Today, with the exception of African populations, every other population group has inherited between 1% and 4% of Neanderthal DNA. Even more interesting, is that some of these genes have been linked to medical and physical traits.4
Denisovans: In 2008, at the Denisova Caves in southern Siberia, archaeologists discovered a tiny piece of bone. It was so small one palaeoanthropologist described it as the “most unspectacular fossil” they’d ever seen. However, it was still a bone, and it looked like it came from a finger tip. Archaeologists suspected it might be human because of other artefacts found in the cave, and so the bone was sent to laboratories to see if any DNA could be obtained from it.
Fortunately the cold cave had preserved the DNA especially well, and one of the laboratories was able to extract very high quality sequences from the bone. They found that the DNA wasn’t that of a modern human or a Neanderthal, but was a completely new type of hominin. (Hominin comprises those species regarded as human, directly ancestral to humans, or very closely related to humans).5
Like the Neanderthals, although the Denisovan population eventually disappeared, it was able to interbreed with modern humans, leaving its legacy in the genomes of what are modern-day Melanesian populations including Australian aborigines and those from Southeast Asian islands also have roughly 4% to 6% of Denisovan DNA. This suggests that the two groups might have crossed paths in central Asia and then the modern humans continued on to colonise the islands of Oceania.6
The point is this…
These examples above discuss ancient humans who share DNA with modern descendants. Not just DNA in terms of building blocks, but specific sequences that help us to identify the lineages of certain population groups. This genetic connection between ancient and modern humans demonstrates that modern population groups are direct descendants of these ancient peoples, and not a ‘recreated’ population.

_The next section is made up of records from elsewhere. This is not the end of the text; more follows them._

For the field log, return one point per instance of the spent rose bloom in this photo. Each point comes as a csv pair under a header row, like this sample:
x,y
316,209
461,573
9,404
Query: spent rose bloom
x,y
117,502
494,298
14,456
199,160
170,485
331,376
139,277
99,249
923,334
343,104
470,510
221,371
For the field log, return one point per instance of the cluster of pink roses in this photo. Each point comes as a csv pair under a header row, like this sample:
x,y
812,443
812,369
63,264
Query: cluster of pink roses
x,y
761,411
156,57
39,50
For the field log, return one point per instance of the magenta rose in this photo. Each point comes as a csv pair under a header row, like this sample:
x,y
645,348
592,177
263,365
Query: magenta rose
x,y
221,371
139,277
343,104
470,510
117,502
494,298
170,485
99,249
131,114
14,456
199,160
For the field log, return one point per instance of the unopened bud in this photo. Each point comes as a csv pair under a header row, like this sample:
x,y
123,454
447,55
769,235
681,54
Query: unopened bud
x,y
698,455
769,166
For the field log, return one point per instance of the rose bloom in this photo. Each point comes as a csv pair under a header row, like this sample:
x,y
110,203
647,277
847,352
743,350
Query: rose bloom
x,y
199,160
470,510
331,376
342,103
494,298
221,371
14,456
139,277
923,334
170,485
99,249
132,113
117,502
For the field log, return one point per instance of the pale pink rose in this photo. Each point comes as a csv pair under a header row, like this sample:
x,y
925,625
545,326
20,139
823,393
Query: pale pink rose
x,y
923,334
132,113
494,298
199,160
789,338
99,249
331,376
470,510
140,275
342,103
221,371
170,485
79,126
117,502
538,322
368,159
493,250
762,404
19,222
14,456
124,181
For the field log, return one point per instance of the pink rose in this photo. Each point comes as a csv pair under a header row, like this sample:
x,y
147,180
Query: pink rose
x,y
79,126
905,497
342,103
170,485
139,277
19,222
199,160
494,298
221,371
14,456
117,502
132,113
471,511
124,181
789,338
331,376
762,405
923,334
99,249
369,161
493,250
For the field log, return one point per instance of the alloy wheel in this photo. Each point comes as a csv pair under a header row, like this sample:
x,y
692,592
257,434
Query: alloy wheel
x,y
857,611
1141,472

These findings have helped to validate (or in some cases correct) inferences that had been made by disciplines such as comparative anatomy and palaeontology. The fossil evidence is what led researchers to surmise about evolution and common descent, but the impact of genetics and DNA evidence has been powerful. Although by now many thousands of genetic tests have been conducted, not one has given evidence contrary to the view of an evolutionary creation.7
These examples discussed above support the archaeological evidence that there were other populations present at the time of Adam. The fact that DNA from pre-Adamic populations is present in modern day humans proves that there has been a continuous lineage from before Adam through to today.

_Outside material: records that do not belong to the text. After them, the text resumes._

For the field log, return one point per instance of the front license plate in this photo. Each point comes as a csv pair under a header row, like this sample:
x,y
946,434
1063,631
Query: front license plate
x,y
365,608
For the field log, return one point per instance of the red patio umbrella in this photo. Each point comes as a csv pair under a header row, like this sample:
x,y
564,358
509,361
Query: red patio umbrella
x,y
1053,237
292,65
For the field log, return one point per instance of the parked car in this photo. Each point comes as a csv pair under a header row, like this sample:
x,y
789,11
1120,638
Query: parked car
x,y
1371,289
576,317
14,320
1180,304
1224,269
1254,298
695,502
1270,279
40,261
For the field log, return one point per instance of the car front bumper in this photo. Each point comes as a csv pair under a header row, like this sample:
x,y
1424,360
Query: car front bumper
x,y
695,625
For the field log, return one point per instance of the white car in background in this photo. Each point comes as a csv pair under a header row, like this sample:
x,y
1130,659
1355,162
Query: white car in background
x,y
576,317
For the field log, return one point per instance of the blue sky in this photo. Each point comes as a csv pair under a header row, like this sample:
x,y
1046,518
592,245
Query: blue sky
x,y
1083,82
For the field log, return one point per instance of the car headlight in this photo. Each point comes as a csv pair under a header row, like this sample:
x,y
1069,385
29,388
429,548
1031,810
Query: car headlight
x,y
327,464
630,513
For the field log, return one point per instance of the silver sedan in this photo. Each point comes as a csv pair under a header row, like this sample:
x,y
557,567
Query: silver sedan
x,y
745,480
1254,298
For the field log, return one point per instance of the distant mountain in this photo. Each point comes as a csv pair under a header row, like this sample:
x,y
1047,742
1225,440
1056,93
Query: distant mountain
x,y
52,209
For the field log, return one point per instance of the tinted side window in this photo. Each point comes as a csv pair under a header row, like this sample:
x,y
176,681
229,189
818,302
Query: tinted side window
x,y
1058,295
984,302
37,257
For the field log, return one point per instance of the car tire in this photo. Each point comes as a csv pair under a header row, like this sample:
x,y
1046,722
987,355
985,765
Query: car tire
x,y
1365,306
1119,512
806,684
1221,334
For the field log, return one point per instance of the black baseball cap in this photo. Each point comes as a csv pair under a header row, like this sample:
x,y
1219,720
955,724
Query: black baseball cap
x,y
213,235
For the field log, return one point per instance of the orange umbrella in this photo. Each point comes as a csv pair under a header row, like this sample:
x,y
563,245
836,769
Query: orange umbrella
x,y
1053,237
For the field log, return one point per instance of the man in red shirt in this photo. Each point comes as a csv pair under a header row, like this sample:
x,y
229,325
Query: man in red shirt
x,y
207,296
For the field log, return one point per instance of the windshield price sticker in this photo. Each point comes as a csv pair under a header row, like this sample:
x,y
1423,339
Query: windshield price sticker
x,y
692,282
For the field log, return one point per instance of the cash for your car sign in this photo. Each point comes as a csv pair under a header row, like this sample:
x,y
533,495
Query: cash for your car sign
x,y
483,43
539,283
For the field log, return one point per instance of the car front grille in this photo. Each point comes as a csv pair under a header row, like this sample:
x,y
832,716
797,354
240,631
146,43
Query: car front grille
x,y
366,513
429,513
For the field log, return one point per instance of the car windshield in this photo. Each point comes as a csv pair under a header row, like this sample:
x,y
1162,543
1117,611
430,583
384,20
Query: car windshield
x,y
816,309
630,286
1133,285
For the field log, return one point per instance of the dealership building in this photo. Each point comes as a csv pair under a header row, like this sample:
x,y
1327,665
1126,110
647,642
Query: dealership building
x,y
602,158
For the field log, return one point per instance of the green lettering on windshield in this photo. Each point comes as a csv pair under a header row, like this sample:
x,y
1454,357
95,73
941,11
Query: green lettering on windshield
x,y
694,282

1 Qiaomei Fu et al, Genome sequence of a 45,000-year-old modern human from western Siberia (Nature, 23/10/2014) 514,445
2 C. Smith (ed.), Encyclopedia of Global Archaeology (Springer Science+Business Media New York, 2013)
3 Andaine Seguin-Orlando et al, Genomic structure in Europeans dating back at least 36,200 years (Science, 6/11/2014) DOI: 10.1126/science.aaa0114
4 Stephanie Dutchen, Neanderthals’ DNA legacy linked to modern ailments (Harvard Medical School Communications, 2014) http://news.harvard.edu/gazette/story/2014/01/neanderthals-dna-legacy-linked-to-modern-ailments/
5 Jamie Shreeve, The Case of the Missing Ancestor (National Geographic, July 2013) https://goo.gl/nRfjl
6 Katherine Harmon, New DNA Analysis Shows Ancient Humans Interbred with Denisovians (Nature/Scientific American, August 2012) https://goo.gl/6KDs1
7 Francisco Ayala, Darwin’s Gift to Science and Religion (Joseph Henry Press, 2007) eBook Location 1903.